Прямая перспектива - это действительно некая условность, к которой и зрителя и художника приходится приучать. Дети, например, не рисуют в системе прямой перспективы, поскольку так мир не видят. Они приучаются к восприятию перспективных изображений постепенно, как постепенно, в XIV-XV вв., приучались к нему Италия и Европа. В наше время этот процесс зрительного обучения облегчается тем, что современного человека изображения такого рода обступают со всех сторон. Мы привыкли не обращать внимание на разницу между реальной зрительной картиной и фотографическим изображением, а разница эта весьма значительна.
Теоретически возможны два принципиально несхожих метода передачи зрительного восприятия на плоскости - в соответствии с двумя стадиями, из которых состоит процесс зрительного восприятия (но которые в реальном акте зрения совпадают). Первая стадия - возникновение на сетчатке глаза образа, двумерного и не содержащего никакой информации о расстоянии между глазом и предметом. Вторая стадия - переработка этого образа механизмами сознания, преобразующими его в трехмерный и наделяющими признаками глубины. Первой стадии соответствует прямая перспектива, второй - то, что Б.В. Раушенбах называет «перцептивной перспективой». Ни та, ни другая идеального изображения не дают, причем если в системе линейной перспективы искажения равномерно распределены между всеми элементами изображения, то в системе перцептивной перспективы «правильность» сочетается в определенном порядке с «неправильностью» и «неправильность» искажаемых элементов больше, чем в системе линейной перспективы.

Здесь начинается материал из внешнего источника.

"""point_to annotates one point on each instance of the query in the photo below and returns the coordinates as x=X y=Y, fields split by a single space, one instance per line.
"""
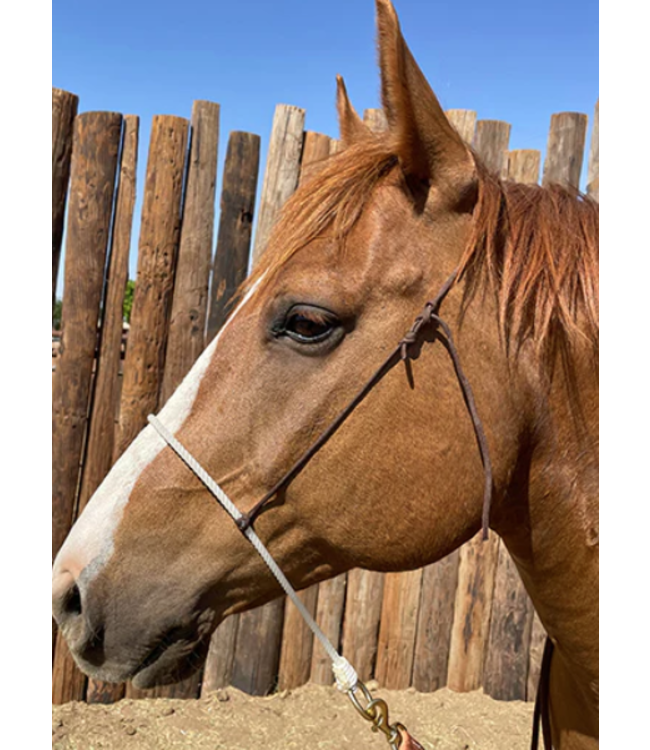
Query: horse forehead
x=91 y=542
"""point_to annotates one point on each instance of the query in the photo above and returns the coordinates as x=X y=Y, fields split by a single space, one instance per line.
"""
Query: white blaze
x=91 y=541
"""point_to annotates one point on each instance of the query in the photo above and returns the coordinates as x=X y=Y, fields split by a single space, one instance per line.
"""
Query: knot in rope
x=413 y=336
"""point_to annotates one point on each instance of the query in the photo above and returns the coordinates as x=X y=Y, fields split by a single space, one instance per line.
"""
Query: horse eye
x=310 y=325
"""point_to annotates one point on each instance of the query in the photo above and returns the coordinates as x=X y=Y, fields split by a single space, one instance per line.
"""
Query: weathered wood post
x=282 y=171
x=478 y=563
x=594 y=158
x=566 y=149
x=64 y=111
x=96 y=149
x=439 y=582
x=297 y=639
x=101 y=439
x=238 y=199
x=159 y=242
x=187 y=328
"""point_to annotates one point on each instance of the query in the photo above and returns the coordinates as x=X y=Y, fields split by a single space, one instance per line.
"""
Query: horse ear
x=429 y=147
x=353 y=129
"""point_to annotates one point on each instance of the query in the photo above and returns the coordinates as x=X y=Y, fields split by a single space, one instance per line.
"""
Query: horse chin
x=172 y=665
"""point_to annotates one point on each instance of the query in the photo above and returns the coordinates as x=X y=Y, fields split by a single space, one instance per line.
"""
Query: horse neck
x=553 y=529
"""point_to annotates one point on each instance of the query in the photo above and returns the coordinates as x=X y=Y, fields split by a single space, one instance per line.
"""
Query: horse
x=153 y=566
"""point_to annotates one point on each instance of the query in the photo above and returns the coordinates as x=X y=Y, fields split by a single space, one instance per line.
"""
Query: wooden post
x=402 y=593
x=103 y=424
x=329 y=616
x=492 y=144
x=439 y=582
x=525 y=166
x=220 y=664
x=282 y=171
x=594 y=158
x=64 y=111
x=464 y=120
x=257 y=656
x=362 y=621
x=478 y=559
x=96 y=148
x=566 y=149
x=159 y=240
x=101 y=440
x=436 y=619
x=298 y=640
x=187 y=329
x=238 y=200
x=230 y=270
x=68 y=683
x=508 y=654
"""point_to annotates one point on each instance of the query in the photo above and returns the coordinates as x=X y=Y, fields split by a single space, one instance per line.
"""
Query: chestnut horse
x=154 y=565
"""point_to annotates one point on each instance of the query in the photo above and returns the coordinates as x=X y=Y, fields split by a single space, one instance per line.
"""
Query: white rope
x=345 y=674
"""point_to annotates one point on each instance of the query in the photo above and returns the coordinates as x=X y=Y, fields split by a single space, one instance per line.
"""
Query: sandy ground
x=313 y=718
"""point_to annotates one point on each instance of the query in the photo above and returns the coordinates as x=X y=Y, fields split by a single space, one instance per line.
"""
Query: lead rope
x=347 y=679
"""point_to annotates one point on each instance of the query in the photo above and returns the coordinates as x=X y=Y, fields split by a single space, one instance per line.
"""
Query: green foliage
x=58 y=315
x=128 y=301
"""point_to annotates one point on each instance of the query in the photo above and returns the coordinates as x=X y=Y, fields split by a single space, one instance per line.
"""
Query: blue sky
x=515 y=60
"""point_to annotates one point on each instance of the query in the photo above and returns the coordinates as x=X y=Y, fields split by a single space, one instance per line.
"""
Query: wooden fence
x=466 y=622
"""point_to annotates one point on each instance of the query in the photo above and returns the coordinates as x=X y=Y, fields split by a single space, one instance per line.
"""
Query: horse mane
x=538 y=248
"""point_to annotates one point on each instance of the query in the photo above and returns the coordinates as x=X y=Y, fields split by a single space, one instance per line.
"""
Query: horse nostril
x=72 y=605
x=67 y=603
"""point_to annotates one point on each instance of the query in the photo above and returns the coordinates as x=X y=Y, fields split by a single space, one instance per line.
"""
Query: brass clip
x=378 y=714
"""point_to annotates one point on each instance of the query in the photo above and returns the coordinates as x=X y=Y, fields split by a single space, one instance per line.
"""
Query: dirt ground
x=313 y=718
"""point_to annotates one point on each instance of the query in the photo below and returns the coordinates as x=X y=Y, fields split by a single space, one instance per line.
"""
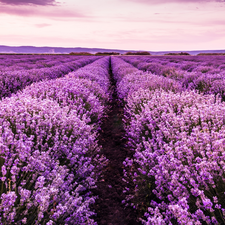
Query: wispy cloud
x=153 y=2
x=28 y=2
x=41 y=11
x=41 y=25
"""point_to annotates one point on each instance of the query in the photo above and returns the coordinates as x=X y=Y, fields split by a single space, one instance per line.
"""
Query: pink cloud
x=53 y=11
x=28 y=2
x=41 y=25
x=153 y=2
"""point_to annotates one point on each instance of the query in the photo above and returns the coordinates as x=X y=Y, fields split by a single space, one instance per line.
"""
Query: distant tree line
x=110 y=53
x=211 y=53
x=179 y=53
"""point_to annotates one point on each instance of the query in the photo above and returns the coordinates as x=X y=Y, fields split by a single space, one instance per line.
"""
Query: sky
x=152 y=25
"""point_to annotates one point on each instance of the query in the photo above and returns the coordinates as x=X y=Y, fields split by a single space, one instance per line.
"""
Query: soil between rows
x=108 y=206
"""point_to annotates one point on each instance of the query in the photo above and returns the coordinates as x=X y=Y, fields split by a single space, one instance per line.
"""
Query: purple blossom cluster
x=177 y=172
x=12 y=81
x=203 y=73
x=49 y=155
x=26 y=62
x=130 y=79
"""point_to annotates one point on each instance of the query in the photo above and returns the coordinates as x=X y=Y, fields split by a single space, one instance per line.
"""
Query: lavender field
x=112 y=140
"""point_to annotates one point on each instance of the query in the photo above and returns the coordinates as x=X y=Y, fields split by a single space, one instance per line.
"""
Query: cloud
x=41 y=25
x=28 y=2
x=154 y=2
x=41 y=11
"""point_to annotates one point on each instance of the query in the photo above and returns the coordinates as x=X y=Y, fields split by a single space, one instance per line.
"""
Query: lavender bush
x=12 y=81
x=50 y=158
x=176 y=175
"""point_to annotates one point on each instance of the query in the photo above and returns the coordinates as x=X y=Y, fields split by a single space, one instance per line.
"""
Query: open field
x=112 y=139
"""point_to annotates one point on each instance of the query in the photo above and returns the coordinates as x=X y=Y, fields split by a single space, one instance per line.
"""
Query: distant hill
x=61 y=50
x=53 y=50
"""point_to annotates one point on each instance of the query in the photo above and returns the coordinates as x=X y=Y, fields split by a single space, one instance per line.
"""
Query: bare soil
x=109 y=207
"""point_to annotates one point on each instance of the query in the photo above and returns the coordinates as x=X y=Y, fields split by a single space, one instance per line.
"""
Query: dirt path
x=109 y=209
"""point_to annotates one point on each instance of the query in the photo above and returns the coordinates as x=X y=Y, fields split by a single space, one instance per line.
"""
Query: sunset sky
x=153 y=25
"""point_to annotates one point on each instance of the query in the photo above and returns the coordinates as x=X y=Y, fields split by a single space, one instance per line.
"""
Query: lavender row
x=130 y=79
x=13 y=81
x=203 y=73
x=21 y=62
x=176 y=175
x=50 y=157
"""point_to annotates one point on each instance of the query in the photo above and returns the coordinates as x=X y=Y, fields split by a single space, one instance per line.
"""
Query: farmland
x=112 y=139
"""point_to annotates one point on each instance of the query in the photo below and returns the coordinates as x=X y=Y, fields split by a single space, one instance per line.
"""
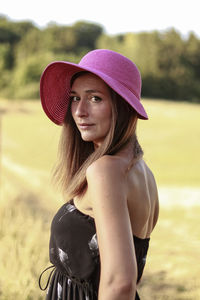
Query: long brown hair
x=76 y=155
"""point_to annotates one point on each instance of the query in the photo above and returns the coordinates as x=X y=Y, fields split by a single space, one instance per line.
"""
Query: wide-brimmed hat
x=117 y=71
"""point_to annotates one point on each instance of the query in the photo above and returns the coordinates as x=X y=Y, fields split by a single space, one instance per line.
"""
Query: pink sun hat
x=117 y=71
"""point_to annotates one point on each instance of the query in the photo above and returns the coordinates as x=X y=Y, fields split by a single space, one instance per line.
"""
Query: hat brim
x=55 y=90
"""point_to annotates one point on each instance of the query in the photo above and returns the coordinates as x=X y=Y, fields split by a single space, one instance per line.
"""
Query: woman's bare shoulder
x=106 y=165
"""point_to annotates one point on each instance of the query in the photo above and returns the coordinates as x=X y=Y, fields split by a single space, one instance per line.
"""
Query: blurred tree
x=86 y=34
x=59 y=38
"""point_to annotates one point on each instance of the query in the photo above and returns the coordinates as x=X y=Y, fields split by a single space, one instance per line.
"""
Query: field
x=28 y=145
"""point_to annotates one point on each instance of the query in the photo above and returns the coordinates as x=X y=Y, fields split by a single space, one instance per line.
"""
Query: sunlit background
x=163 y=39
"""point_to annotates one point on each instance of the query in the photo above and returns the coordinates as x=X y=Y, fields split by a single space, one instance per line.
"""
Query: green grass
x=28 y=201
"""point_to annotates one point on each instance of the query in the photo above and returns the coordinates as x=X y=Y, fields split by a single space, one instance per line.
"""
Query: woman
x=100 y=236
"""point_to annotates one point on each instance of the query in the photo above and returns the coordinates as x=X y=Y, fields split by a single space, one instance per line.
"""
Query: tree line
x=169 y=64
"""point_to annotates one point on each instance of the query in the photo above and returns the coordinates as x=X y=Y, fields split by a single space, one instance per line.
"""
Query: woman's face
x=91 y=107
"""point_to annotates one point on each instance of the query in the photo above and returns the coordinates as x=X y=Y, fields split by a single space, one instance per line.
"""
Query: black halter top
x=75 y=259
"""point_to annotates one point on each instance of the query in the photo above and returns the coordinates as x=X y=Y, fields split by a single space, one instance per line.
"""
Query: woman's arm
x=108 y=193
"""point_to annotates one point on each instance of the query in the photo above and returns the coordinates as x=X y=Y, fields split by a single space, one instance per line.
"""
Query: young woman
x=100 y=236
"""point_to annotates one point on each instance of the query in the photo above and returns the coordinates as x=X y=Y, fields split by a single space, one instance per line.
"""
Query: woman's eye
x=96 y=99
x=74 y=98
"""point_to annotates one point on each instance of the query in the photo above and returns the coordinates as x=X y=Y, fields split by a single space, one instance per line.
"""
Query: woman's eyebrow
x=87 y=91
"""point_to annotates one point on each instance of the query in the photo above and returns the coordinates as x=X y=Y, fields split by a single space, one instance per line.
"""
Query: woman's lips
x=85 y=126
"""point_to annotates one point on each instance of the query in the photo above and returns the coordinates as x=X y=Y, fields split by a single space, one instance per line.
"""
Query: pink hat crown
x=115 y=66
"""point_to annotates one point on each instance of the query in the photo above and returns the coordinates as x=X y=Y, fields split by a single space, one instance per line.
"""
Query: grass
x=28 y=201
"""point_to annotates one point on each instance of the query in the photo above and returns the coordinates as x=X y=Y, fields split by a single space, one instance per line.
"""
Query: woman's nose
x=81 y=109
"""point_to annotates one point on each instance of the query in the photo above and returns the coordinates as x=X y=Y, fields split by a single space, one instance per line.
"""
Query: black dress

По своей геометрической основе средневековая живопись (иконопись) относится к системе перцептивной перспективы: оба ее основных метода - аксонометрия (изображение параллельных прямых пространства в виде параллельных же прямых) и обратная перспектива (изображение параллельных прямых расходящимися в глубину) - являются геометрическими аналогами тех преобразований, которые привносит в сетчаточный образ человеческое сознание. Сознание вообще играет в этой изобразительной системе весьма большую роль. Если в системе линейной перспективы правила построения изображений определяются однозначными законами оптики, т. е. не связаны с работой сознания, то в системе перцептивной перспективы «сознательность» состоит не только в деятельности механизмов восприятия, но и в выборе того, что допустимо исказить, и того, что необходимо передать в неискаженном виде (причем, по закону «сохранения искажений», чем правильнее изображается главное, тем «неправильнее» выглядит второстепенное). В ренессансной живописи художник распоряжается сюжетом и композицией, в средневековой - сюжет и композицию диктует канон, зато иконописец волен выбирать геометрию изображения, тогда как ренессансному художнику геометрия предписана с непреложностью природной закономерности. Свободнее чувствует себя, конечно, последний, но вряд ли правомерно описывать вслед за Флоренским переход от средневекового искусства к ренессансному как переход от чистой объективности к чистому субъективизму.